WHILE hopes remain that violence in Afghanistan will one day come to an end, specifically if the government, the Afghan Taliban and other major stakeholders reach a peace agreement, civilians in that unfortunate country continue to pay a high price due to the lawlessness.
On Monday, a massacre occurred at Kabul University, in which at least 22 people lost their lives. The militant Islamic State group has claimed responsibility for the atrocity saying two of its fighters carried out the assault, apparently to target an Afghan government ceremony at the varsity.
Late last month, IS carried out a similar massacre, targeting an education centre in a Shia-majority area of Kabul. In that attack, at least 24 lives were snuffed out, many of them young students hoping to build a better future.
While these attacks rightfully attract revulsion, they are par for the course where IS’s deadly strategy and tactics are concerned. After all, they combine the terrorist group’s virulently sectarian outlook and its hatred of modernity, education and all interpretations of religion and politics other than its own.
Moreover, the attacks illustrate the frailty of the Kabul government; the two recent assaults did not take place in some faraway, barely governed province. They took place in the Afghan capital, which is supposed to have a heavy security presence. This shows that unless a solid Afghan peace agreement is hammered out and put into practice, as soon as foreign forces leave the country IS and its ideological comrades may carry out even greater acts of violence.
Along with threatening Afghanistan’s security, a revitalised IS using ungoverned Afghan soil as a base will become a regional and international security nightmare. Pakistan has legitimate security concerns regarding this possible scenario, while as numerous IS-inspired attacks over the last few days in different parts of the world show, if militants find a stronghold in Afghanistan, the frequency and ferocity of these attacks may increase too.

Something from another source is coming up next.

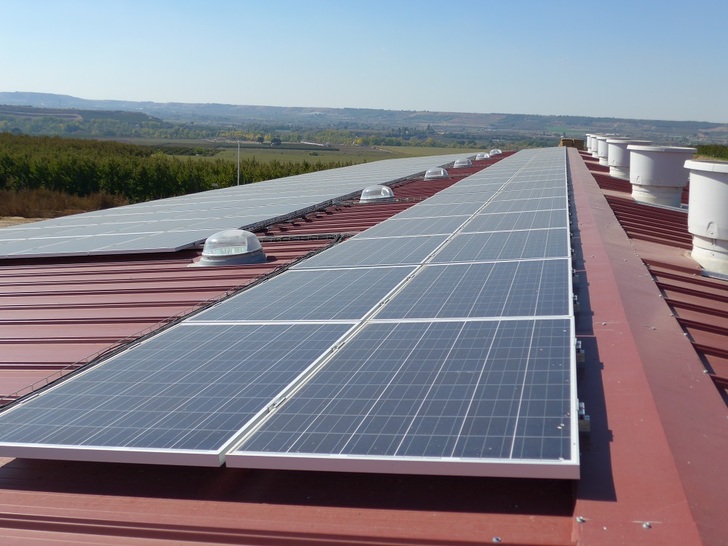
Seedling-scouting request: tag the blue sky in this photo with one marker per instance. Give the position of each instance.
(648, 59)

A two-fold response is needed to control IS terrorism within Afghanistan. First and foremost is the need, as stated above, for all Afghan factions that believe in the political process to single-mindedly work for a peace plan agreeable to all. Though the level of violence between the Afghan Taliban and the government has been high over the past couple of weeks, both these players must realise that if IS is given space, it will not hesitate to eliminate all that stands in its way of recreating a ‘caliphate’. Secondly, some Afghan officials have blamed the Afghan Taliban and Pakistan for Monday’s attack. This is strange as IS has unambiguously claimed it was behind the assault. Instead of hurling unsubstantiated allegations, the Afghan government must work with regional states and the international community to eliminate the IS threat. Pointing fingers at others will not make the threat go away.